Dans une récente interview elle espère « que lorsque tout cela sera fini, nous serons capable de réinitialiser la société pour créer ensemble un monde nouveau ».
Olivier Saillard, quant à lui analyse la mode des années 2000 et 2010 dans son Bouquin de la Mode et nous parle de « La densité de production qui gouverne la mode prise en otage vers la conquête de nouveaux marchés, principalement en Chine depuis que celle-ci s’est ouverte au monde, ce rythme accéléré vers de nouveaux eldorados commerciaux est aussi sa menace d’asphyxie. »[1]
Pour lui la disparition d’Alexander Mcqueen survenue en 2010 « laisse un sentiment d’inconfort à tous, celui motivé par une discipline pousse-au-crime, aux cadences infernales, effrénées et dangereuses que personne n’a encore régulées »[2]
Tandis que les parfums signés deviennent des gels hydroalcooliques et les robes de couture des masques de protection, rêvons d’un monde nouveau à rebours du rythme effréné des collections printemps-été, automne-hiver, croisière…
Un monde qui remplacerait le savoir par l’expérience, les voyages en avion par les retraites à la campagne, l’absence par la présence, la quantité par la qualité, un monde qui honorerait la terre et favoriserait les rapprochements inter-générationnels.
En témoignent les élans de solidarité visible partout ces derniers jours, ceux de ses maison de couture mais aussi ceux présents dans tous les immeubles et tous les villages, les cours de méditations et de yoga gratuits comme ceux de Lili Barbery Coulon qui réunissent jusqu’à 10 000 personnes par soir, ou les applaudissements a nos fenêtres en soutien au personnel soignant.
Laissons tomber nos masques d’indifférence, de rivalité, d’angoisse et de tristesse et enfilons nos masques d’amour, de bienveillance, de compassion et de joie.
« A l’avenir, pour que les résultats soient bons, il faudra qu’ils soient beaux.
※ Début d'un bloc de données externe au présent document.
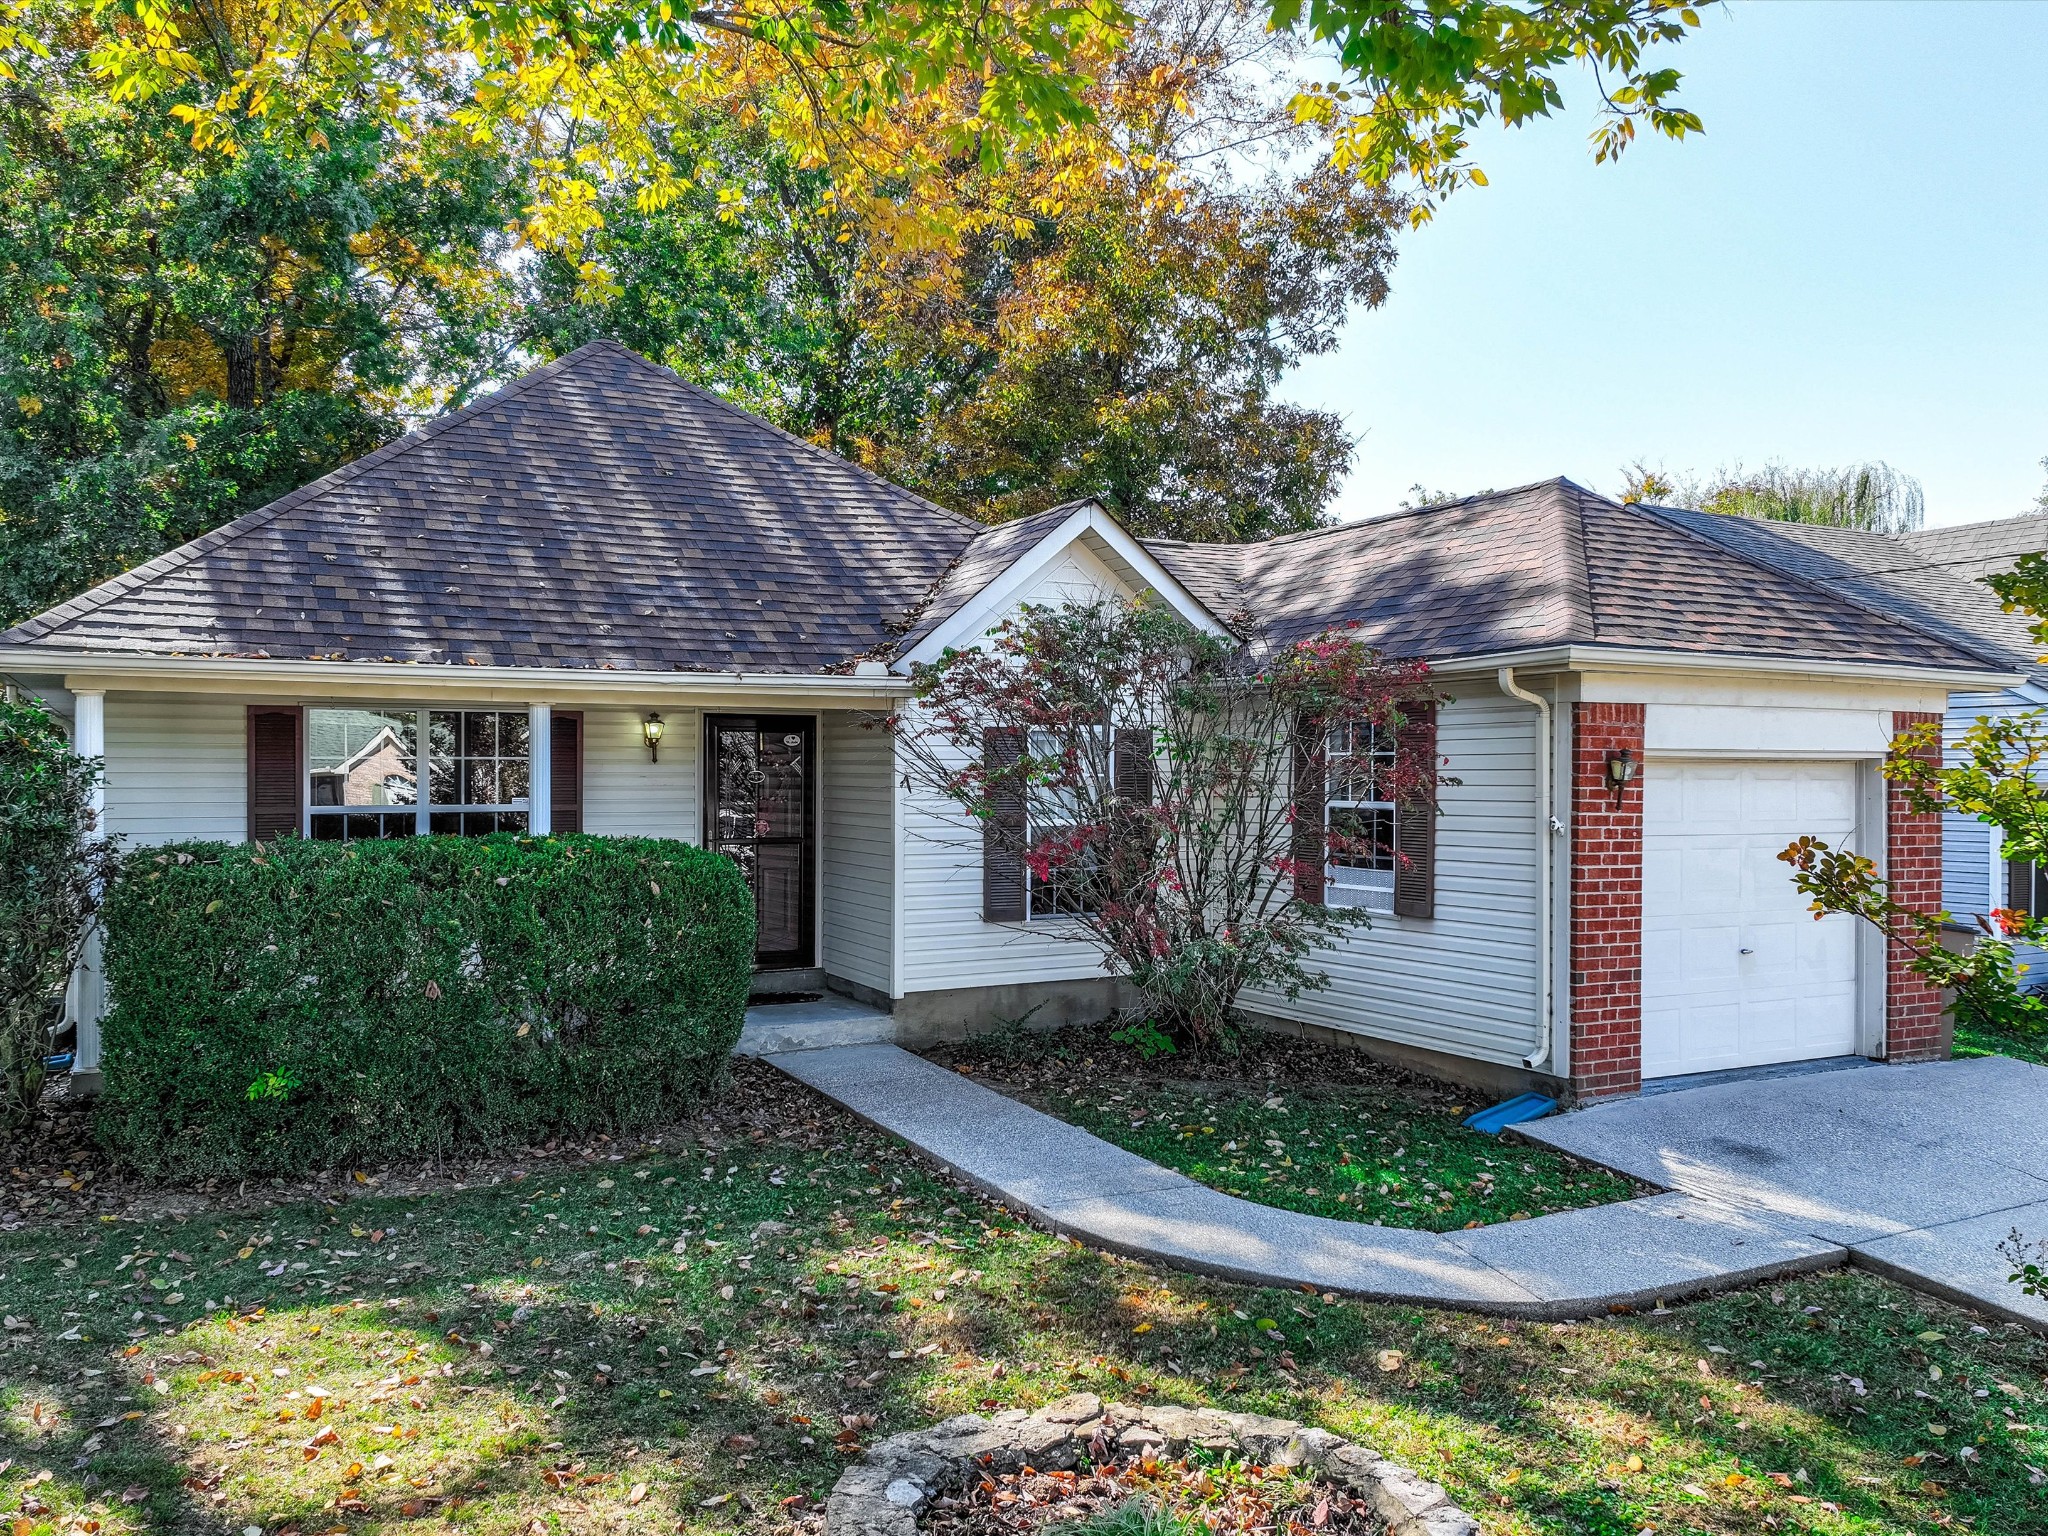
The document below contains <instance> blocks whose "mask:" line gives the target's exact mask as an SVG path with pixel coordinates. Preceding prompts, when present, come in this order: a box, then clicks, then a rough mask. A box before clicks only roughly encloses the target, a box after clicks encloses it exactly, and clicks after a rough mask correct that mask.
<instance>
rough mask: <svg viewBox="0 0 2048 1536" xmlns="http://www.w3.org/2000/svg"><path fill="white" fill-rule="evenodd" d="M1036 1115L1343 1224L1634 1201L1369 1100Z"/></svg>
mask: <svg viewBox="0 0 2048 1536" xmlns="http://www.w3.org/2000/svg"><path fill="white" fill-rule="evenodd" d="M1040 1108H1044V1110H1049V1112H1053V1114H1057V1116H1061V1118H1063V1120H1071V1122H1073V1124H1077V1126H1083V1128H1085V1130H1092V1133H1094V1135H1098V1137H1102V1139H1104V1141H1114V1143H1116V1145H1118V1147H1126V1149H1130V1151H1135V1153H1139V1155H1141V1157H1151V1159H1153V1161H1155V1163H1165V1165H1167V1167H1178V1169H1180V1171H1182V1174H1186V1176H1188V1178H1192V1180H1200V1182H1202V1184H1208V1186H1210V1188H1217V1190H1223V1192H1225V1194H1241V1196H1245V1198H1247V1200H1257V1202H1262V1204H1270V1206H1284V1208H1288V1210H1305V1212H1309V1214H1315V1217H1335V1219H1339V1221H1376V1223H1382V1225H1386V1227H1425V1229H1427V1231H1438V1233H1440V1231H1452V1229H1456V1227H1466V1225H1487V1223H1495V1221H1516V1219H1524V1217H1540V1214H1542V1212H1546V1210H1569V1208H1573V1206H1595V1204H1606V1202H1610V1200H1628V1198H1630V1196H1634V1194H1636V1188H1634V1186H1632V1184H1630V1182H1628V1180H1624V1178H1620V1176H1618V1174H1610V1171H1608V1169H1602V1167H1589V1165H1585V1163H1577V1161H1573V1159H1569V1157H1561V1155H1559V1153H1552V1151H1546V1149H1542V1147H1526V1145H1513V1143H1503V1141H1501V1139H1499V1137H1487V1135H1481V1133H1477V1130H1466V1128H1464V1126H1462V1124H1460V1118H1462V1116H1458V1114H1448V1112H1444V1110H1442V1108H1427V1106H1423V1108H1417V1106H1415V1104H1409V1102H1405V1100H1403V1098H1401V1096H1397V1094H1382V1092H1380V1094H1376V1092H1370V1090H1352V1092H1346V1090H1327V1092H1300V1090H1294V1092H1274V1094H1266V1092H1264V1090H1260V1092H1255V1094H1245V1092H1237V1090H1229V1087H1217V1090H1200V1087H1186V1085H1180V1083H1133V1081H1122V1083H1116V1085H1114V1087H1100V1090H1077V1092H1067V1094H1049V1096H1040Z"/></svg>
Le futur comme le présent sont à réinventer. »
(…) Il ne sera pas tant question de style, et de renouvellement esthétique que de dignité. (…). Seule une philosophie de pensée qui mettra au cœur le choix durable en gouvernance permettra à la mode de nouveaux apogées. »[3]
***
[1] Olivier Saillard, « La mode sous l’autorité des décennies, les années 2000 », Le Bouquin de la Mode, Robert Laffont, septembre 2019, p. 292.
[2] Olivier Saillard, « La mode sous l’autorité des décennies, les années 2000 », Le Bouquin de la Mode, Robert Laffont, septembre 2019, p. 296.
[3] Olivier Saillard, « La mode sous l’autorité des décennies, les années 2010 », Le Bouquin de la Mode, Robert Laffont, septembre 2019, p. 307.
Illustration: Peinture de Didier Vachet inspirée de la couverture du Vogue Paris de septembre 1929 par Eduardo Benito.